In April 21, 2021, a federal judge gave the Fish and Wildlife Service 30 days to make a determination on whether to propose protection for Tiehm’s buckwheat.

On June 4, 2021 U.S. Fish and Wildlife published a 12-month finding that the petitioned action to list Tiehm’s buckwheat under the Endangered Species Act of 1973, as amended, is warranted.   "The Service, therefore, will promptly publish a proposed rule to list Tiehm's buckwheat. We will open a public comment period at the time of publication of the proposed rule.

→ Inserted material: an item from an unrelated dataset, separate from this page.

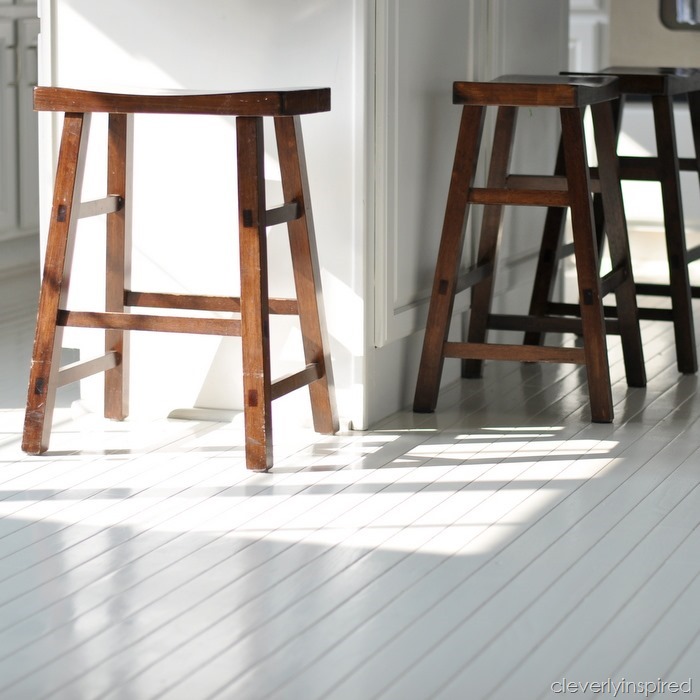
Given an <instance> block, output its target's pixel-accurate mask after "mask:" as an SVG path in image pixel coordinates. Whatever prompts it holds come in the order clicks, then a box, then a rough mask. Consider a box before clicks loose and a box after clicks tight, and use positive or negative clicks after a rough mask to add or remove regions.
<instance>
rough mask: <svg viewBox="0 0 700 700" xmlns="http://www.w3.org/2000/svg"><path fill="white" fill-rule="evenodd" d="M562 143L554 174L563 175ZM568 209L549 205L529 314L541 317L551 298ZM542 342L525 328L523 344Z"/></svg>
mask: <svg viewBox="0 0 700 700" xmlns="http://www.w3.org/2000/svg"><path fill="white" fill-rule="evenodd" d="M565 174H566V172H565V167H564V146H563V144H562V143H561V140H560V142H559V151H558V154H557V161H556V164H555V166H554V175H558V176H564V175H565ZM567 211H568V210H567V209H565V208H563V207H548V208H547V213H546V215H545V220H544V228H543V230H542V243H541V245H540V252H539V256H538V259H537V269H536V272H535V279H534V282H533V286H532V296H531V297H530V316H544V315H545V314H546V313H547V306H548V304H549V302H550V301H551V300H552V294H553V292H554V283H555V281H556V276H557V267H558V262H559V251H560V249H561V244H562V240H563V238H564V230H565V228H566V215H567ZM544 341H545V334H544V333H541V332H540V331H527V332H526V333H525V336H524V340H523V342H524V343H525V345H541V344H542V343H544Z"/></svg>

Any information received from the public prior to the publication of the proposed rule will be considered and addressed when we address comments received on the proposed rule."

On October 7, 2021, U.S. Fish and Wildlife issued a proposed rule published in the Federal Register to list Tiehm’s buckwheat as an endangered species under the Endangered Species Act. The USFWS stated that the Rhyolite Ridge project could have "an immense impact on the overall resiliency and continued viability of the species," as the subpopulation threatened by the mine is also the most productive at recruitment.